Bicara Kota Bermain Kata

Agak membingungkan memang membaca “Ekowisata dan Pembangunan Berkelanjutan” karya Iwan Nugroho dimana dengan sangat jelas disebutkan ‘Di Indonesia, taman nasional merupakan kawasan konservasi terpenting yang mengoperasikan kegiatan-kegiatan ekowisata’. Tentu saja hal ini memunculkan banyak pertanyaan ‘salah paham’ di kepala saya yang menyebutkan ‘Lah emang iya taman nasional jadi kunci penting kegiatan ekowisata yang belakangan digaungkan sebagai salah satu bentuk solusi perekonomian sustainable di Indonesia?

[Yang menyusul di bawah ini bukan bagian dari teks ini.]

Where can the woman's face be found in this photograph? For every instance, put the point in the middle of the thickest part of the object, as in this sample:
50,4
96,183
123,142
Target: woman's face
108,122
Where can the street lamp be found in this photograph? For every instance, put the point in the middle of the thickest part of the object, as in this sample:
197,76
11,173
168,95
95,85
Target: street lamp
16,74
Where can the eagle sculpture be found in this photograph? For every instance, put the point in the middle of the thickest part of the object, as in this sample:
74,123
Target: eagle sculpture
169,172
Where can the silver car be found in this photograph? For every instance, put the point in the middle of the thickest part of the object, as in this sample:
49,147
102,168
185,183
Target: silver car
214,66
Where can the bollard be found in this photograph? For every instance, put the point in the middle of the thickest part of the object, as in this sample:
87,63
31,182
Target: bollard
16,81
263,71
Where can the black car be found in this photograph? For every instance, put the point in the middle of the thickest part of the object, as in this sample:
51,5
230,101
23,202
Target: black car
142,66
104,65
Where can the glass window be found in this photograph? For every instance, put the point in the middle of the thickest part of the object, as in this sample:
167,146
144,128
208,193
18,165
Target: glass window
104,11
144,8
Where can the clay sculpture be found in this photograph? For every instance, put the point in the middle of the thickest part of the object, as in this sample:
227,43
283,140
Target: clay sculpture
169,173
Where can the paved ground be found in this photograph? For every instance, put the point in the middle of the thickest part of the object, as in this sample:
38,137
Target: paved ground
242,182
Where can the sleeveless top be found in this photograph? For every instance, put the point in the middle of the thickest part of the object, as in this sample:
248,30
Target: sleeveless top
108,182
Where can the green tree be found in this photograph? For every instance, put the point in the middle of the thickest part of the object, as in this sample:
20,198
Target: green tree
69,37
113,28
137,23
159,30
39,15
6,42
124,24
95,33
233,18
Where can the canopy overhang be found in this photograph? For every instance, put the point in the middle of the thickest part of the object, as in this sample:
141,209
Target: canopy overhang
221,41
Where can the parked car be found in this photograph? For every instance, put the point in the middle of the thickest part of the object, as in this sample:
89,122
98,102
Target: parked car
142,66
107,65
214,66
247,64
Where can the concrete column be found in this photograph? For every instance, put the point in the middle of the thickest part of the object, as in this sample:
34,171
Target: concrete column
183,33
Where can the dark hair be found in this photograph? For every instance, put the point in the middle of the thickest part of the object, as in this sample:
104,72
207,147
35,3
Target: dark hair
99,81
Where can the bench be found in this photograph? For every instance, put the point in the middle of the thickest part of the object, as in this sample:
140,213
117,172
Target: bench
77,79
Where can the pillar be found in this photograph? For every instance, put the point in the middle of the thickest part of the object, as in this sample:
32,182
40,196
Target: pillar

Tak hanya taman nasional, banyak objek wisata alam lain yang mampu ditawarkan Indonesia menambah pilihan destinasi wisata kawasan asia pasifik. Ada lembah, gunung, bahkan kawasan pertanian yang hingga saat ini dianggap mampu ‘mengundang’ banyak wisatawan lokal maupun asing. Sebut saja Ubud dengan sawah berjenjang-jenjang di tanah mereka yang menjadi tujuan wisata high end yang memang diperuntukan bagi kalangan yang membutuhkan ketenangan. Tentu saja wisata ekologi yang dibumbui dengan budaya lokal yang kental menjadi salah satu nilai positif yang menjual. Sama seperti Tana Toraja nun jauh di Sulawesi sana. Meskipun pada dasarnya kondisi ekologi yang khas saja sudah mampu mengundang banyak wisatawan seperti keindahan alam bawah laut Raja Ampat Papua. Lantas apa benar taman nasional begitu berperan penting dalam perkembangan ekowisata Indonesia?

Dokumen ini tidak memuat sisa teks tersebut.